Further, France and Germany both strive for a strategically positioned European healthcare industry which, in full respect of the Member States’ responsibility for their social security and healthcare systems, intends to upgrade the European dimension of healthcare and reduce EU dependency.

Although the €500 billon will be part of the EU budget, it is likely to be spent early in the next budget period from 2021 to 2027. There are different options for dealing with the debt load created by the Recovery Fund- it could be paid back over a long period, or continuously rolled over. As described by Angela Merkel, the Franco-German proposal would mean that the debt servicing (the repayment of interest and principal) would be done through funds allocated to the EU through contributions from the Member States, based on their share in the regular EU budget.
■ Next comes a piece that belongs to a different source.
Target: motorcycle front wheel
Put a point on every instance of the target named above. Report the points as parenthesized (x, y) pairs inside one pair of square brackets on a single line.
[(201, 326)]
This would mean that e.g. Italy would need to contribute around 15 per cent of these new liabilities. Although, this technically increases the Italian state’s liabilities by around €75 billion, accounting rules mean that this will probably remain off the state’s balance sheet and thus not increase its headline debt to GDP ratio.

The Franco-German proposal will need agreement from the other 25 Member States.  It remains to be seen whether all Member States of the Eurozone and their parliaments will agree to the proposal. Already on 23 May 2020, Austria, Sweden, Denmark and the Netherlands have unveiled their counter-proposal to the Recovery Fund proposal, reiterating their position on the provision of cheap loans to finance the bloc’s recovery from the Coronavirus crisis (see https://euractiv.bg/wp-content/uploads/sites/9/2020/05/Frugal-Four-Non-Paper.pdf). The countries counter-opposed “favorable loans” for those most severely affected by the crisis, but no grants, no debt mutualisation and no significant increase of the long-term EU budget, namely the Multiannual Financial Framework (MFF) for 2021 – 2027.